Tadalafil for Erectile Dysfunction in Patients With Cirrhosis
Status:
Completed
Trial end date:
2019-12-28
Target enrollment:
Participant gender:
Summary
This study will be conducted into two parts 1) Screening of 400 cases of cirrhosis (Child
A,child B and child c) for the prevalence and risk factors of erectile dysfunction in
cirrhosis.2) The part 2 is RCT as follows where 70 cases in each arm will be taken wuth child
A and child B cirrhosis for the effect of treatment on erectile dysfunction (Tadalafil vs
Placebo).
After getting informed consent. Clinical, anthropometric and biochemical assessment will be
done by candidate, co-supervisors and supervisor. Screening and selection criteria by using
various questionnaire like Karnofsky Performance Score (KPS) , IIEF Questionnaire , ADAMS
Questionnaire, Generalized Anxiety Disorder 7 (GAD-7) questionnaire, Patient Health
Questionnaire (PHQ-9 for depression ; and SF-36 questionnaire).
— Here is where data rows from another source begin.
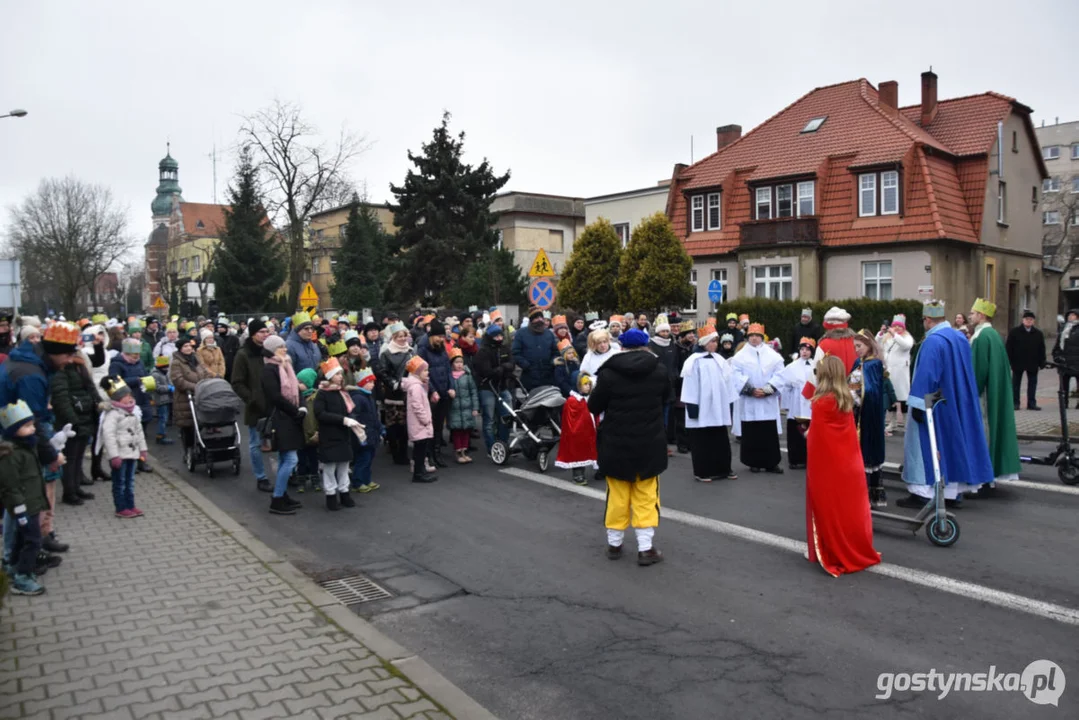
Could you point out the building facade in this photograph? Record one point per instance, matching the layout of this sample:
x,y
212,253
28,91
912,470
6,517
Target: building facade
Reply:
x,y
845,193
The informed consent will be obtained from the participants in the study. Patients-ED IIEF<25
will be included as per inclusion and exclusion criteria. Tadalfil regimen: 10 mg daily at
any time before anticipated sexual activity on days with anticipated sexual activity On days
with no anticipated sexual activity: 10 mg daily at night after meals. Follow-up1 week,
2weeks, 4weeks, 12 weeks with history, clinical examination and laboratory test.